Monday, March 05, 2007

Sanctimonious Non-Smokers - Save Breath By Shutting The Fuck Up

It may be difficult to believe, but I don't actively seek out sanctimonious non-smokers to be offended by.

They just seem to gravitate towards me, radiant with satisfaction at the momentous news they're about to impart, booming "Those are bad for you!" in tones of great authority.

If I walked into Burger King, marched up to the most extravagantly obese heifer in the place and hollered "Ho, fatass, don't you think you've had enough?", would I expect thanks? Would I imagine that the half-cooked lump of cow's arse would drop from the woman's hands as she leapt up crying "Hallelujah, the truth shall set us free!".

No, I'd expect to be beaten to the floor and sat upon until my head burst messily across the floor. I imagine that the last sight I'd see would be Johnny No-Stars mopping up my exploded brains.

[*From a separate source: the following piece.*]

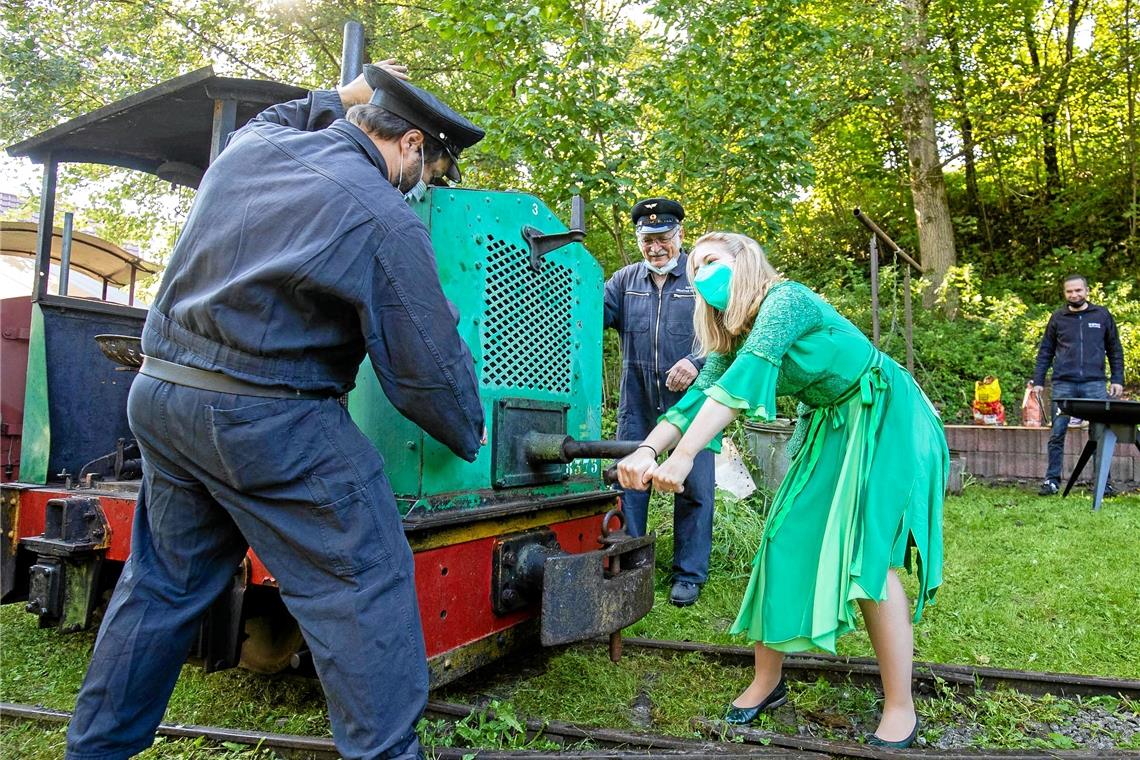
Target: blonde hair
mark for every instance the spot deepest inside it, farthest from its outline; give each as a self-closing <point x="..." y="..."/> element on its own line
<point x="752" y="275"/>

So, I'm buying a pack of cigarettes this morning, and all of a sudden a woman in the queue pipes up, "Do you stand about outside smoking those?"

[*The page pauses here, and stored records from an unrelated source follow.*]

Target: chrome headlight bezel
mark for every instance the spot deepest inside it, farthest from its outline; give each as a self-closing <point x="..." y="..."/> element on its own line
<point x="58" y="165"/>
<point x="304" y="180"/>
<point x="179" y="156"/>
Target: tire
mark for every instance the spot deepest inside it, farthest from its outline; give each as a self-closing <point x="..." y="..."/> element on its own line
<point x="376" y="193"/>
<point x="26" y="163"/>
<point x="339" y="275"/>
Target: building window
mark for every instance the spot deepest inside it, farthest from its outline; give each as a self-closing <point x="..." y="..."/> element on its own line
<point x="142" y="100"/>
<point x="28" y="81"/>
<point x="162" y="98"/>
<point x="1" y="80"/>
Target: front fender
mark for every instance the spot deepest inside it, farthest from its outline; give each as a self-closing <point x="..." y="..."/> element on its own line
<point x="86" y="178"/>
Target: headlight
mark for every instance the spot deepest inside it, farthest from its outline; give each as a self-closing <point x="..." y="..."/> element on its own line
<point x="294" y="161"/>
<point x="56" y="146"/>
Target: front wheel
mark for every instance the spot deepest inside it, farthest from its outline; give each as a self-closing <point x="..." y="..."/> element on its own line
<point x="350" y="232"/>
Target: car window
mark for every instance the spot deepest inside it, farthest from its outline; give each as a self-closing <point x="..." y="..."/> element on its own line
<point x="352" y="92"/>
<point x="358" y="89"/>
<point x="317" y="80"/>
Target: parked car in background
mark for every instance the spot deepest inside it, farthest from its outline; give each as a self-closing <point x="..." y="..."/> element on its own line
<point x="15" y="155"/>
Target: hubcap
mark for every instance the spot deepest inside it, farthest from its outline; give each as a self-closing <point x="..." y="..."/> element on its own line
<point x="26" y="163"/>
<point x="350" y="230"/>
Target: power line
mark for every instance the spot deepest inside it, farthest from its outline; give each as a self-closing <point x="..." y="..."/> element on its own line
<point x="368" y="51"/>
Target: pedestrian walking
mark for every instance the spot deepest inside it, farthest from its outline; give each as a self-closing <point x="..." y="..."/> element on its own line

Being British, it took me some time to absorb the fact that a total stranger was addressing me unsolicited, but once I'd regained my composure I replied "There's not really anywhere else I can smoke them, is there?"

"Well," she said, "If you're only buying ten, why not just give up?"

As you can imagine, it's not often that I'm speechless. I just laughed and took my change, when I should really have punched her in the tit and pissed in her handbag.

Is this really what it's come to?

This is how it starts, you know. One minute they're castigating your lifestyle choices, and before you know it they're burning your shop down and revoking your citizenship.